Q3: It would be beneficial to include an ablation study that explicitly removes certain directions.

Thank you for pointing this out. We believe there may be a misunderstanding, as we did provide an ablation study removing certain directions to measure changes in model behavior (Figure 4 for refusal ability and Appendix C.4 for general ability). We will make the reference to this study clearer in the revision.

Q4: Further details on data balancing and sampling strategies could be provided.

Thank you for your constructive suggestions. Details on our data balancing and sampling processes are provided in Appendix C.1. We will add a more direct reference to this section in the main text to make this information more visible.

Q5: Notation Clarity: Some mathematical terms and notations, such as zero-utility directions and residual shifts, could be clarified for better accessibility.

Thank you for pointing this out. We will clarify these terms in the revised paper to improve accessibility:

  • Residual shifts refer to the change in activations within the safety residual space before and after finetuning.
  • Zero-utility directions refer to directions in the safety residual space that do not contribute to changing the model's safety behaviors.

In the revision, we will add these definitions where the terms are first introduced.
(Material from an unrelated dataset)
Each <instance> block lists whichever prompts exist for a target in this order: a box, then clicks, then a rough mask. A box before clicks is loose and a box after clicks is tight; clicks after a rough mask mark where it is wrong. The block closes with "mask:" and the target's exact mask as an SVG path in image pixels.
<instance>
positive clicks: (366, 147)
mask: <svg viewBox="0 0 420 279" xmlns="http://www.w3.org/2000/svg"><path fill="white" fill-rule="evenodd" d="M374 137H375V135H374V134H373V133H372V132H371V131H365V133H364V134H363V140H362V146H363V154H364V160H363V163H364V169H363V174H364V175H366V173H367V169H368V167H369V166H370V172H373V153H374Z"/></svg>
[1] Mehrotra, Anay, et al. "Tree of attacks: Jailbreaking black-box llms automatically." Advances in Neural Information Processing Systems 37 (2024): 61065-61105.

[2] Chao, Patrick, et al. "Jailbreaking black box large language models in twenty queries." arXiv preprint arXiv:2310.08419 (2023).

最终决定

This paper analyzes the changes in the activation space after safety fine-tuning. They define the framework of Safety Residual Space and using this framework, they show that a dominant direction governs the model’s refusal behavior. They also show that by removing some directions, they model's safety behavior improves.

This is a solid contribution to the field of mechanistic interpretability. I encourage the authors to address reviewers' remaining concerns in the camera ready version.